The EOSC Tripartite Collaboration: Conclusions of the Prague meeting

The EOSC Tripartite Collaboration_ Conclusions of the Prague meeting

The EOSC Symposium 2022 in Prague served as the site for the second meeting of the EOSC Tripartite Collaboration on 14 November 2022. Around 40 representatives from the European Commission (DG RTD and DG CNECT), the EOSC Steering Board and the EOSC Association gathered together in a closed session to review the achievements of the EOSC Tripartite Collaboration in 2022, to identify the priorities for 2023, and to discuss the long-term plans for EOSC post-2027.

Among the main results achieved by the Tripartite Collaboration, some of them deserve special mention:

  • Open Science and EOSC are fully embedded in the European Research Area (ERA) policy agenda and are included in the European Strategy for Data.
  • A framework to monitor the uptake of Open Science (OS) and contributions to EOSC has been developed and a pilot has started; a first round of data collection on information related to OS/EOSC investments, policies, activities and practices has been completed in 2022.
  • Three policy papers tackling EOSC and data literacy, EOSC and its commercial partners, and EOSC sovereignty on FAIR data have been produced and endorsed by the EOSC Tripartite Collaboration.
  • EOSC engagement at the national level, with the purpose of increasing alignment with the European effort, has been boosted thanks to National Tripartite Events that have reached 16 countries and nearly 1 300 participants.

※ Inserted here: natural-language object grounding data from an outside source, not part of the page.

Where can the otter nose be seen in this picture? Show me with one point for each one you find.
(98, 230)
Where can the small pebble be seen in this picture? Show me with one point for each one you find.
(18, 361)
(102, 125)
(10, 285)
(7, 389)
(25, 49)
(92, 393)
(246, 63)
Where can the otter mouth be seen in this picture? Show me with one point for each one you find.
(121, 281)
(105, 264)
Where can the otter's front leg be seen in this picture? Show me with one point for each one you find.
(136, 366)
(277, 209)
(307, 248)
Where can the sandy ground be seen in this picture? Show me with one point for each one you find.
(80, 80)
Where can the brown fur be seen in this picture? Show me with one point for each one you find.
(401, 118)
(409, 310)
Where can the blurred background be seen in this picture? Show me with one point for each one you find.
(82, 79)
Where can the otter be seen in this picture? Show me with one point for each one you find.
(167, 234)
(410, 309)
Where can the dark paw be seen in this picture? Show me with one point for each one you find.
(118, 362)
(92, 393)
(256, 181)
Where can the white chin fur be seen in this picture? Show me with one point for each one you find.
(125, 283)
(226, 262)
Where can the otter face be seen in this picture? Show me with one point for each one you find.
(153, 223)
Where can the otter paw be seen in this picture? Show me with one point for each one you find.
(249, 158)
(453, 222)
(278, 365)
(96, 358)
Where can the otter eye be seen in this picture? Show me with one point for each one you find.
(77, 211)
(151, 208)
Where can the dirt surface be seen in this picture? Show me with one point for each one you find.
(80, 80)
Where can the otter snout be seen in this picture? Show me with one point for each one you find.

The review of the collaboration’s achievements stimulated the discussion on future priorities. For 2023, all actions begun in 2022 have been confirmed to be continued so that they may be allowed to further evolve and their results may be consolidated. The following additions will become part of the Tripartite’s action plan for 2023:

  • Three new policy topics have been identified to be further investigated next year: FAIR data productivity; quality assessment of research data; and digitalisation of research processes.
  • The urgency to collect and disseminate use cases from countries and institutions in order to document how EOSC will contribute to finding solutions to grand challenges such as climate change, health, etc., will be on top of the Tripartite actors´ agendas, with the aim to have impactful showcases by 2025.
  • The long-term future of EOSC beyond 2027 needs to be shaped next year.

The last point was discussed in the November meeting, using the reflection paper produced by the EOSC Association in collaboration with the European Commission as the point of departure.

The reflection paper supports an initial strategic discussion at the level of the Tripartite Collaboration on the models for operating, governing, evolving and sustaining the EOSC Federation after 2027. The document lists the main EOSC deliverables expected by 2027, thus portraying “where we plan to be in 2027”, and defines three main questions that need to be answered next year:

  1. What governance do we need for the EOSC federation post-2027?
  2. What funding sources and tools to cover what EOSC operations/development?
  3. Do we need to evolve the current partnership in FP10?

The document has been shared with the EOSC Steering Board and EOSC Association members to collect feedback by the end of 2022. The three parties have agreed to work on a SWOT analysis assessing different post-2027 scenarios, which is expected to be ready by Easter 2023.

All parties to the EOSC Partnership have recognized that EOSC is here to stay, and thus it is of paramount importance to showcase its benefits and make sustainable long term plans for the implementation and operation of the European Open Science Cloud.